Ideas for Google Summer of Code/Make a language pair state-of-the-art
Take a released language pair, and drastically improve the performance both in terms of coverage, and in terms of translation quality. This will involve working with dictionaries, transfer rules, scripting, corpora. The objective is to make an Apertium language pair state-of-the-art, or close to state-of-the-art in terms of translation quality.

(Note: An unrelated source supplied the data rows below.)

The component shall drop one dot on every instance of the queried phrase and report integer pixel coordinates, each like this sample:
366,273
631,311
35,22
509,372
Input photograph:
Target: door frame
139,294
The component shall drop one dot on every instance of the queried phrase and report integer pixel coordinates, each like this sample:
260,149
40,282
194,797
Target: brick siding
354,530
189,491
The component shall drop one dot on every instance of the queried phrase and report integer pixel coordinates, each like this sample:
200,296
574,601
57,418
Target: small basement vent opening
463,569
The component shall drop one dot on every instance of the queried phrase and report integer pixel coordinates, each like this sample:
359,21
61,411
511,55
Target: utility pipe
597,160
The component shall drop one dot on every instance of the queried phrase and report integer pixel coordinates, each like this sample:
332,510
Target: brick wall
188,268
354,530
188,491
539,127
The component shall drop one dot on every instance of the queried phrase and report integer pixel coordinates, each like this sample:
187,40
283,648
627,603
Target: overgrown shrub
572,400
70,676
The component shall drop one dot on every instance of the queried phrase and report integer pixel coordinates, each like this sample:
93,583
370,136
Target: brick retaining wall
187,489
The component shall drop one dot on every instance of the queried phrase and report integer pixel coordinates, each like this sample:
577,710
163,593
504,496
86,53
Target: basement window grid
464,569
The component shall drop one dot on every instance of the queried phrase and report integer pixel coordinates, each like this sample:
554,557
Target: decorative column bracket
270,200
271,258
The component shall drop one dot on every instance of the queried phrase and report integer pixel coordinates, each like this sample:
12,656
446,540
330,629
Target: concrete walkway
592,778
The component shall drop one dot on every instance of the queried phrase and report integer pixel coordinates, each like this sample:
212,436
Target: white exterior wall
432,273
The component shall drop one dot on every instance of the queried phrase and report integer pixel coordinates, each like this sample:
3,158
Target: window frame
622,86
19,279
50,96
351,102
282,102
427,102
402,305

This will involve improving coverage to 95-98% on a range of corpora and decreasing word error rate by 30-50%. For example if the current word error rate is 30%, then it should be reduced to 15-20%.
- Find a language pair of your choice in Apertium and install it. (see Minimal installation from SVN)
- Translate 2,000 words of text (e.g. four articles of 500 words) using Apertium.
- Postedit the translated text to make a reference translation.
- Use two articles ( input text and translated post-edited text ) to improve the translator.
- Add all the words, and cover all the structures with transfer rules.
- Evaluation: calculate the improvement that you were able to make on these two articles, and on your two held out articles.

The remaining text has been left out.